Abortions were widespread in Hollywood at the time, as studios didn’t want to tarnish their performers’ reputations as sex symbols or, in her case, child stars. Many of Judy Garland’s colleagues had abortions to save their acting careers, including Bette Davis and Ava Gardner.
Either way, Judy Garland and Rose married on the spur of the moment in Las Vegas, but their union was short-lived. In 1944, they divorced. Again, she married her second husband, filmmaker Vincente Minnelli, the following year. Liza, their daughter, was born, and she thought they would be happy. However, their marriage was likewise short-lived. In 1951, Minnelli and Judy Garland divorced. Next, Judy Garland married businessman Sid Luft a year later, and they had two children, Joey and Lorna. But her challenges do not stop there.
Judy Garland’s tragic background, along with her drug addiction, caused her adult life to be filled with turbulence. Her negative self-image wasn’t the only thing that kept her on the pills; it was also an excuse to keep taking them. She also suffered from postpartum depression. She has been prescribed more medication and the medications she was previously taking.
She had attempted to take her life twice after being sacked from MGM in 1950. Her despair contributed to the tension that led to her divorce from her second husband and to her third.
Sid Luft claimed that Garland attempted to take her life 20 times during their 13-year marriage. In 1965, they divorced.
Judy Garland claimed that her fourth husband, actor Mark Herron, had hit her. The two had only been married for a few months before they divorced. But, Mark Herron was also attracted to men and eventually had a long-term relationship with another actor.
Last but not least is Mickey Deans, her fifth husband. But Judy Garland’s status and fortune were waning as she neared the conclusion of her career. On June 22, 1969, Judy Garland passed away in her London home. She had accidentally overdosed on a barbiturate and was only 46 years old.
If you think she had taken her own life because she was depressed during her last few months, Judy appeared to be in a good mood the night before she was discovered dead. Mickey Deans, her fifth husband, loved her so dearly. She said, “Finally, finally, I am loved,” the actress said, finally getting everything she desired.

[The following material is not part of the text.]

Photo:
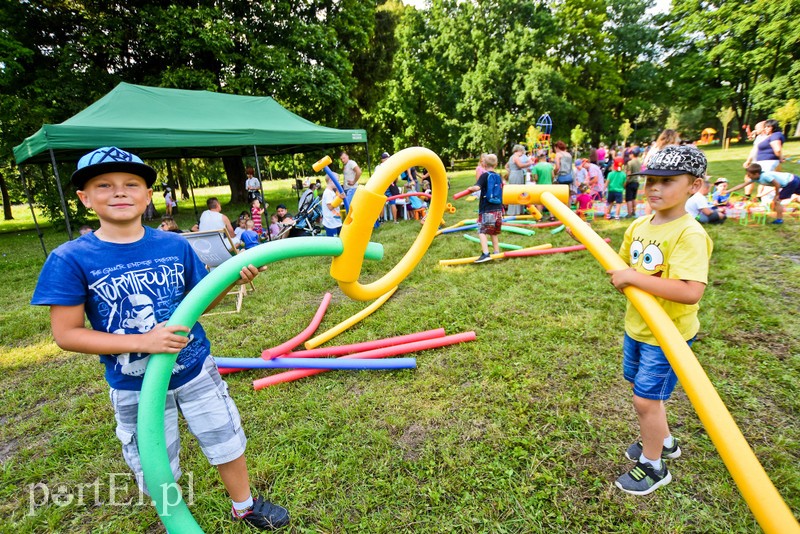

Unfortunately, three months into their marriage, Mickey Deans discovered Judy dead in their bathroom. Her outstanding talents and weaknesses made her one of the most enduringly adored Hollywood icons of the twentieth century, with 22,000 people attending her funeral in New York City.
As for her fifth husband, surprisingly, Micky Deans never remarried. A sad story because if Judy had not died, they could have still been together. It turns out her fifth marriage could have been her happily ever after.